La Dresseuse des Eaux grogna et se détourna. 

" - Très bien, comme tu veux... Mais si tu as besoins d'aide, appelle-moi ! "

Elle hocha la tête et prit le chemin des cachots. Pour la troisième et dernière fois de la journée, elle descendit les escaliers en colimaçon et s'avança jusque devant la cellule du Damné. Comme elle s'y attendait, il était encore assis dans le fond de la petite pièce, recroquevillé. Le plateau de ce midi n'avait même pas été touché. Généralement, il prenait le premier repas qu'elle lui apportait, mais jamais le deuxième ou le troisième. Dans un soupir, elle posa le nouveau plateau et tira sur l'ancien. Les minutes passèrent, où elle resta là, à l'observer. Elle resta là, à voir sa silhouette bouger régulièrement, à chaque respiration. Elle resta là, à contempler les sillons parcourant le corps de leur ennemi. Ces cicatrices qui lui inspiraient un sentiment de haine, de colère. De vengeance. 

" - Dégage. "

La voix la fit sursauter. Le Damné n'avait pas bougé d'un millimètre, il se contentait de la fixer. Elle voyait ses yeux rouges légèrement luisants. Elle les voyaient. 

" - Tu devrais manger. "

Elle se contenta de lui dire, dans un souffle, presque un murmure. 
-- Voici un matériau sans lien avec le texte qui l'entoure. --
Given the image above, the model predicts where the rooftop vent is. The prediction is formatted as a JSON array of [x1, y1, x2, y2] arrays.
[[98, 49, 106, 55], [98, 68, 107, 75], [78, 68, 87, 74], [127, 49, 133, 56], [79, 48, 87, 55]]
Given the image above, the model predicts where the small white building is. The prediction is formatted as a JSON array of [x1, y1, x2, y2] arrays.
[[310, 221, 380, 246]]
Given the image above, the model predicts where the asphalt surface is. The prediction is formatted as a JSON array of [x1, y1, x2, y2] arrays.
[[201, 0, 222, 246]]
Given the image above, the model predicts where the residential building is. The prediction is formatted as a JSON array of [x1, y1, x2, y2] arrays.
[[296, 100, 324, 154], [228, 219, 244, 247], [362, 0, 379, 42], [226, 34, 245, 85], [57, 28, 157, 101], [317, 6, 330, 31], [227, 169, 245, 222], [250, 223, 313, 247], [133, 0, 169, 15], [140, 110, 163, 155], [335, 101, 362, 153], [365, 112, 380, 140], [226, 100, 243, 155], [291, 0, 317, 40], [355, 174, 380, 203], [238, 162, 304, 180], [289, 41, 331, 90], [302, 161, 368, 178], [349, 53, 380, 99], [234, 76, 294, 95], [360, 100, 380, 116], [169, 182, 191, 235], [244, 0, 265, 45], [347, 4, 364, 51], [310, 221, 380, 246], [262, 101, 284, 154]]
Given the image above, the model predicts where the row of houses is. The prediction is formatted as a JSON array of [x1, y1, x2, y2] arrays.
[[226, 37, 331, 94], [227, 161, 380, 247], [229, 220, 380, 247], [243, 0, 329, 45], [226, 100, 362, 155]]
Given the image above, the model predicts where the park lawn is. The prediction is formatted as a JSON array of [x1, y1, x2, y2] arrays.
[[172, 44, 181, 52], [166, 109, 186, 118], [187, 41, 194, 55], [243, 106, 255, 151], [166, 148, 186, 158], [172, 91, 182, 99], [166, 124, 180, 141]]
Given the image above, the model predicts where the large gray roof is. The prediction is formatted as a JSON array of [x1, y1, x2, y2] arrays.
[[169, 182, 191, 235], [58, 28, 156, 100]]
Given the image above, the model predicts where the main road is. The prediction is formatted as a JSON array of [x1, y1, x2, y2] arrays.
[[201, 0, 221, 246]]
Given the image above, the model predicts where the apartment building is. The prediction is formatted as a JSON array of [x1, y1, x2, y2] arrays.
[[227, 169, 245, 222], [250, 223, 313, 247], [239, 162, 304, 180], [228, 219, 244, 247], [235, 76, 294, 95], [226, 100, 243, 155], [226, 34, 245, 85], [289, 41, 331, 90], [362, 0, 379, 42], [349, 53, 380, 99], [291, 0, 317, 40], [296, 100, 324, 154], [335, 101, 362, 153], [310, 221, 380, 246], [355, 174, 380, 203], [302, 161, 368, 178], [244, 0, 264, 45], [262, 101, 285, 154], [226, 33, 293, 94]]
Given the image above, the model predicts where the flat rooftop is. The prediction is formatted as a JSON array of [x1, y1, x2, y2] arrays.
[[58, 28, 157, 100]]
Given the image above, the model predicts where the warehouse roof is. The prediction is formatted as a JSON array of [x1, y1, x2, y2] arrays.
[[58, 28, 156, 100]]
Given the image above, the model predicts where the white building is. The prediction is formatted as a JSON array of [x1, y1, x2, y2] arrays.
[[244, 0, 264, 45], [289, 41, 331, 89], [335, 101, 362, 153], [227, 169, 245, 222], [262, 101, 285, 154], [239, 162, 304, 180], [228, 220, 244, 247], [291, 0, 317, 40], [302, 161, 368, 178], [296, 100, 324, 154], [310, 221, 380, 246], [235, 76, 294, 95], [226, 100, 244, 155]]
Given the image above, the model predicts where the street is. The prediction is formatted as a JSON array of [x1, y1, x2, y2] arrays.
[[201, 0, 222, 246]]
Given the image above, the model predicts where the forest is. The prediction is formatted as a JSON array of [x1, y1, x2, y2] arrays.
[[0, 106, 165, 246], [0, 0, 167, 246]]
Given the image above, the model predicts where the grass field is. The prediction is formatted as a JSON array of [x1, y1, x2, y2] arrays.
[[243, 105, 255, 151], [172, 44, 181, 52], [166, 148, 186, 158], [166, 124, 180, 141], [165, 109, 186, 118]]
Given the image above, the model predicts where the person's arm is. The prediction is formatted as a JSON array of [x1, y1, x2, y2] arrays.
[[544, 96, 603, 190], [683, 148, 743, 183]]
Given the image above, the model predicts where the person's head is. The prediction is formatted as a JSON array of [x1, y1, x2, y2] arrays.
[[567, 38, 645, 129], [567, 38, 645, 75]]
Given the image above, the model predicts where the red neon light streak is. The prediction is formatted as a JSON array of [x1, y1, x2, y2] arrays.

" - Fais-moi sortir d'ici. "

Elle le regarda. Essayant de faire abstractions des cicatrices, qui lui sautaient presque au visage tant elles étaient brillantes, Romane plongea son regard dans le coeur du damné. De la peur. Une peur intense et destructrice. Pas une trace de colère. Juste de la peur et de l'agressivité. L'agressivité d'un animal en cage.

" - Nous ne te ferons rien, je te le promets. "

Jura la Dresseuse. Le Damné se rapprocha d'elle, jusqu'à ce que son visage frôle les barreaux de la cellule et qu'elle puisse sentir son souffle sur son visage. Elle tendit sa main à travers la grille. Il ne la toucha pas. Il n'essaya pas de l'attaquer. Elle posa donc lentement sa paume contre le visage de leur ennemi. Elle le sentit se tendre, fermer les yeux, serrer avec force les barreaux. Quelques secondes s'écoulèrent, où sa main resta simplement posée sur la joue du Damné. Lentement, il relâcha les barreaux, se détendit, et ouvrit les yeux. Romane n'avait pas bougé. Elle se contentait de le regarder dans les yeux. 

" - Tes yeux... "

Murmura doucement le demi-démon. Il semblait surpris. 

" - Mes yeux ne voient pas. Seul le Don de Vision que la Grande Prêtresse m'a accordé me permet de te discerner. "

Doucement, ses paupières se refermèrent. 

" - Ton aura est rouge. Un rouge intense, mais pas sanglant. Et ton coeur crie. Il crie très fort. Tu es apeuré. "

Le Damné ne bougea pas. Elle ne dit rien d'autres. Elle ne lui parla pas des cicatrices. Ces horribles cicatrices qui le parcouraient de partout, sauf sur le visage. 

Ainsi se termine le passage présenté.